Autonomous Drone Racing (ADR)
We are establishing both software and hardware platforms to enable high speed autonomous drone racing (ADR) in indoor dynamic environments. Our focus is on real-time learning-based perception and decision making algorithms in highly dynamic and uncertain environments.
Stochastic Models for Multiple Constrained Resources Air Traffic Flow Management
Our team is building stochastic models for sequential decision making under uncertainty in the newest Federal Aviation Administration (FAA) air traffic flow management tools.
Deep Reinforcement Learning (DRL) and Multi-Agent Reinforcement Learning (MARL)
We are creating models and algorithms to beat the state-of-the-art performance in deep reinforcement learning (DRL) and multi-agent reinforcement learning (MARL).
Towards an Intelligent Low-Altitude UAS Traffic Management System (NSF)
The research provided theoretical foundations to support UAS pre-departure traffic coordination and en route traffic management in low-altitude airspace.
Urban Air Mobility (A^3 by Airbus)
In order to enable on demand air transportation in an urban setting, our research group was working with Airbus A^3 teams on new concept of operations, modeling and simulation, and algorithm design and analysis to provide safe, efficient, sustainable and intelligent solutions for urban on-demand air transportation.
Passenger Direct Share Forecast (FAA)
The objective of this FAA project was to build machine learning based predictive models to forecast the direct passenger percentages for all the origin-destination airport pairs in the United States. The newly developed model is expected to replace the current FAA forecasting model.
Aviation Weather Impact on Flight Operations (Collins Aerospace)

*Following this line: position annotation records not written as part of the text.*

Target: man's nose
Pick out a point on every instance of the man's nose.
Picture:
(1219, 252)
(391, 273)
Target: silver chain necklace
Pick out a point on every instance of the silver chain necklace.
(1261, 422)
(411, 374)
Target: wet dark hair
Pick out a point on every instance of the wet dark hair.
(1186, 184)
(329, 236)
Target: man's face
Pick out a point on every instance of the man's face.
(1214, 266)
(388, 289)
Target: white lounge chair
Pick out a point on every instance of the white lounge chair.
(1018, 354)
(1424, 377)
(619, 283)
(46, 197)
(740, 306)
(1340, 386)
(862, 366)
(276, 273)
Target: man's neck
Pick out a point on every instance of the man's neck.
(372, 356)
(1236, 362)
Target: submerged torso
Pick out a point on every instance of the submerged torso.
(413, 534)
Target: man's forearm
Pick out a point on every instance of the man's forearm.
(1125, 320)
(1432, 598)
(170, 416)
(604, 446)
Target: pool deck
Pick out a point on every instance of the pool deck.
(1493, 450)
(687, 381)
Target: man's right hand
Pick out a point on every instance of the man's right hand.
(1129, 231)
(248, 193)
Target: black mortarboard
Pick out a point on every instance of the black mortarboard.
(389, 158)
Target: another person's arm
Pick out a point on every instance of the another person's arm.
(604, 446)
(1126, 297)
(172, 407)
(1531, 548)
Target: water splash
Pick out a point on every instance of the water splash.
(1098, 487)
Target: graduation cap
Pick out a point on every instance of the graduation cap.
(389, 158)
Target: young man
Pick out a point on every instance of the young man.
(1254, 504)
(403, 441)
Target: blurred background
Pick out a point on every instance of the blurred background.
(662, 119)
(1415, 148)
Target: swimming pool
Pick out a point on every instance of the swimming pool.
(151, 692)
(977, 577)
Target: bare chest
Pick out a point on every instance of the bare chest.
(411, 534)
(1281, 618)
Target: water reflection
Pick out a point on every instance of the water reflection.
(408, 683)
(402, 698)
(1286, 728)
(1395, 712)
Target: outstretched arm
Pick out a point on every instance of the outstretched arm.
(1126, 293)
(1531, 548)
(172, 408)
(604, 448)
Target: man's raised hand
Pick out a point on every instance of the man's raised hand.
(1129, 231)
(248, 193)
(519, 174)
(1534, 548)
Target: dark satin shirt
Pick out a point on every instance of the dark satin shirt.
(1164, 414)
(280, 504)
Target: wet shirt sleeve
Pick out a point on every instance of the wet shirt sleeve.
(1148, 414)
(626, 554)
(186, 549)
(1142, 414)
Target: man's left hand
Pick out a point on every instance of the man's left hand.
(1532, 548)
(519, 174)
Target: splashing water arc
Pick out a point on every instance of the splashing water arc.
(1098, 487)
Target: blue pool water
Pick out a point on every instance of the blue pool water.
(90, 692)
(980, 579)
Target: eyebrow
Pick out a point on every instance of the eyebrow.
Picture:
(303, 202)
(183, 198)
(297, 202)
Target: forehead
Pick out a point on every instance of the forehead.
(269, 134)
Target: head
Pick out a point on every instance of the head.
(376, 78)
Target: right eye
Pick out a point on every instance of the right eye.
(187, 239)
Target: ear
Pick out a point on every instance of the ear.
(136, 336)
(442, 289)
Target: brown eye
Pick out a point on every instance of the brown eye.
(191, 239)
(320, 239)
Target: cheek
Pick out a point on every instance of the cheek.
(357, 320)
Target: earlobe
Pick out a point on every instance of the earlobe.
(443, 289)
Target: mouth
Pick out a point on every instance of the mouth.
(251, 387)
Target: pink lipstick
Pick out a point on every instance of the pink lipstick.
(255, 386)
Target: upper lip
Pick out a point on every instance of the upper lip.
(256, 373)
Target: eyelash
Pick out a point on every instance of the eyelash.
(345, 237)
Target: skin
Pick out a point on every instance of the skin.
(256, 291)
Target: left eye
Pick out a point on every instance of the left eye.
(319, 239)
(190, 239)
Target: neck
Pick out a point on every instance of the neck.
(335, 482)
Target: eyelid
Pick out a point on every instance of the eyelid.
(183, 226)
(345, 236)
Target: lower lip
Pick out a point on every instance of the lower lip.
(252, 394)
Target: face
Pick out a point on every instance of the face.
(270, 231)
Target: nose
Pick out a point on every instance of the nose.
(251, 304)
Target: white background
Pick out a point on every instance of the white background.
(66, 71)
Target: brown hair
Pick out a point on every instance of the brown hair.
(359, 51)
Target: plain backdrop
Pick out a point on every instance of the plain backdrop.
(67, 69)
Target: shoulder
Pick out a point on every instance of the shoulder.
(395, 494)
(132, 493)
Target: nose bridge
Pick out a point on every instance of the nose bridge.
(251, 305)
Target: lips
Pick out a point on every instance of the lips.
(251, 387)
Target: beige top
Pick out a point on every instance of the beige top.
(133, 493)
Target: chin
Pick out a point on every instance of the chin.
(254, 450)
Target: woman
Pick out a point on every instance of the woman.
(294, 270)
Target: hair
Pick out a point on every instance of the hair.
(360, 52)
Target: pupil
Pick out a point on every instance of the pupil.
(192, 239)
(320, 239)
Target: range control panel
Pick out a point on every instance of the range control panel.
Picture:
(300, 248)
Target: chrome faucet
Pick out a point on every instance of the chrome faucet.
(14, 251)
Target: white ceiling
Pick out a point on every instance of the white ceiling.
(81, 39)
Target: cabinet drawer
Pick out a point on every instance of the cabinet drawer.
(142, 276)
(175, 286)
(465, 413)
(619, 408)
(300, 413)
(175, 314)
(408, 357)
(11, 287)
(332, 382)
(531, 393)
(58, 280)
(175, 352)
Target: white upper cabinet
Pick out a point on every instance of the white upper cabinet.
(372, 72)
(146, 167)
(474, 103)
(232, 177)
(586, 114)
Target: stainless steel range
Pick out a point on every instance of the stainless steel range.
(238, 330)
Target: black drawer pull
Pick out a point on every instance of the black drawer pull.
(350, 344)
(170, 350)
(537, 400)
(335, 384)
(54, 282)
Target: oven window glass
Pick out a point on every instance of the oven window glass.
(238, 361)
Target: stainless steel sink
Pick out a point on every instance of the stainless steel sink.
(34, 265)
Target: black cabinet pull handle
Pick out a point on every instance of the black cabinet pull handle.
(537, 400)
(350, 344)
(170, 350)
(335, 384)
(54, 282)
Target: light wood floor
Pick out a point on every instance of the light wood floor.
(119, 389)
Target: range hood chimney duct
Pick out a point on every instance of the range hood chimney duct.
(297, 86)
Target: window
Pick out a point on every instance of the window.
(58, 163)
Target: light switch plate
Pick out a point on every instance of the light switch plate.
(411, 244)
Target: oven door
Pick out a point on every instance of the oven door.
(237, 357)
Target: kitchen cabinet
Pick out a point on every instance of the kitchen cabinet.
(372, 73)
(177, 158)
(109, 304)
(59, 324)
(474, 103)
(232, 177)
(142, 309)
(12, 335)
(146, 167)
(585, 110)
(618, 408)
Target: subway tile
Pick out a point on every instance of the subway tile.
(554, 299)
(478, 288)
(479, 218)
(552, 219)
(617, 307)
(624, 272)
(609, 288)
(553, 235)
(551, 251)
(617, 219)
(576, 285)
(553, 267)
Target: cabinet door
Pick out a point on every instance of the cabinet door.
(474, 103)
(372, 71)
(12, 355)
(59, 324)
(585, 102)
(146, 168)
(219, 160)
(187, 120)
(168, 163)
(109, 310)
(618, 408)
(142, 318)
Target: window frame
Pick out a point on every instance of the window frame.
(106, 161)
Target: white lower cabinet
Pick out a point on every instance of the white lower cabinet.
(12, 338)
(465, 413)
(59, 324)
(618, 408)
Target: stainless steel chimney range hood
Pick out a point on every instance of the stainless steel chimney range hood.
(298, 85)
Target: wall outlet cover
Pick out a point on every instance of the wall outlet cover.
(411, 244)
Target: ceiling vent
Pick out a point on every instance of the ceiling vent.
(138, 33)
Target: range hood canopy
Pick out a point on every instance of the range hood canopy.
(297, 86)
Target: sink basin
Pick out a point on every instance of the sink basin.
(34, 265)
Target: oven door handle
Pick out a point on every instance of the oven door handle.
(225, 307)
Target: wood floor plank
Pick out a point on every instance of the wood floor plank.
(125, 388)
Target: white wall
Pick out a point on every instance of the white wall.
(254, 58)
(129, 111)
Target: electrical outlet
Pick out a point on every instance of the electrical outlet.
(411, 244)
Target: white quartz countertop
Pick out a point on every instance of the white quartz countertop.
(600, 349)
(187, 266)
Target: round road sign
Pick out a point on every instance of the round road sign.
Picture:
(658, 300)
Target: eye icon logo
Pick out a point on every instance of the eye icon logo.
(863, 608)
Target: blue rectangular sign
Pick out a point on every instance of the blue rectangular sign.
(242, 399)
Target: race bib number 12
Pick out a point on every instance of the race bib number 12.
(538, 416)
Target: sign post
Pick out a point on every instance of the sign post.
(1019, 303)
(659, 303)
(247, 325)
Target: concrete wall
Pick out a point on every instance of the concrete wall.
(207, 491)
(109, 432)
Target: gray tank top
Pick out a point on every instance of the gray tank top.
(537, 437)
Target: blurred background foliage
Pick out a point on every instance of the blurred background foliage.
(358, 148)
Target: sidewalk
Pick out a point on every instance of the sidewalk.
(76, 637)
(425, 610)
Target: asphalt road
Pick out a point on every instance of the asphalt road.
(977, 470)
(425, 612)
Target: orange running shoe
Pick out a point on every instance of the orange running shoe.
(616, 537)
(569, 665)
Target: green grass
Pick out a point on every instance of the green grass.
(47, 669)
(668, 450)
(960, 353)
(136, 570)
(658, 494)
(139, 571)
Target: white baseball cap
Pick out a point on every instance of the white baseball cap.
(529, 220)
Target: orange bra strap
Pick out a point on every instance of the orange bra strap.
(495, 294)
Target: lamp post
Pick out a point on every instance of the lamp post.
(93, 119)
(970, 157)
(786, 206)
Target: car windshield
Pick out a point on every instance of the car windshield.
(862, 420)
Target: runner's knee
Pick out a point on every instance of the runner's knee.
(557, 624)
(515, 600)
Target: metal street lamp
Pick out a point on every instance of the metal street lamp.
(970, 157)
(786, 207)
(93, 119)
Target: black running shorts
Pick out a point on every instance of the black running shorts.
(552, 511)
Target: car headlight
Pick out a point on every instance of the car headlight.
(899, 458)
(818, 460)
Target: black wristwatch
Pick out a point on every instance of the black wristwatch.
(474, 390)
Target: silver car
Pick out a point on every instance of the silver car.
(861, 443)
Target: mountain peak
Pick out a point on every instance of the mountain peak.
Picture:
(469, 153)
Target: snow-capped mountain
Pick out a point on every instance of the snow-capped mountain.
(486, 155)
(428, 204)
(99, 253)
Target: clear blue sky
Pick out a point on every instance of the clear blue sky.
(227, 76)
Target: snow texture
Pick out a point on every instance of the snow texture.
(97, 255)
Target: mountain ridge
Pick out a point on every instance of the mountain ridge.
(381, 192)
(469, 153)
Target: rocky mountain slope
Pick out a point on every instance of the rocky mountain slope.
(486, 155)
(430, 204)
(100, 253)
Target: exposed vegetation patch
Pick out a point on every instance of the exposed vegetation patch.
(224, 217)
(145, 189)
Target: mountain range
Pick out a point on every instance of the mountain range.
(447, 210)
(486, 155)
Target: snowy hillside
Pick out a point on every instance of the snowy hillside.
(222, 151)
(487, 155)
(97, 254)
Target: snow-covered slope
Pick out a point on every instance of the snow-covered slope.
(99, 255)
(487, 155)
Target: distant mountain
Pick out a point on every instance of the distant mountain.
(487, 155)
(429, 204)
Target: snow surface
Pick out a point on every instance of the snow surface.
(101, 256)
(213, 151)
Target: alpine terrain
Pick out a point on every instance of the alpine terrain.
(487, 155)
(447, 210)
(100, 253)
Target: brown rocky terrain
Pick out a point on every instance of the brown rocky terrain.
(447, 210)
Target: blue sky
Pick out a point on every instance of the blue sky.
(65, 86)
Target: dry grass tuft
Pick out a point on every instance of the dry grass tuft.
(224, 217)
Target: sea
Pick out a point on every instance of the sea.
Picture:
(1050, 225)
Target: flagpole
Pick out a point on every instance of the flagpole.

Our group was working with Rockwell Collins Advanced Technology Center to study the flight en route time variation under different convective weather events. Machine learning algorithms are being developed and analyzed by mining the large-scale nationwide flight data sets (AOTP) and meteorology data sets (ASOS, HRRR, NEXRAD). The resulted predictive model is expected to provide estimation for aircraft en route time before departure given weather forecast, which is critical for decision makings in both airline operations and air traffic management.
General Aviation Safety Analysis (FAA)
The objective of this FAA PEGASAS project was to analyze aircraft accidents and incidents that occurred at or near airports and to identify actual or potential airport risks and hotspots related to those accidents and incidents. Accidents and incidents were grouped into categories based on contributing factors and broken down by airport type. The results will provide insight into eliminating or mitigating risk factors that result in incidents and accidents.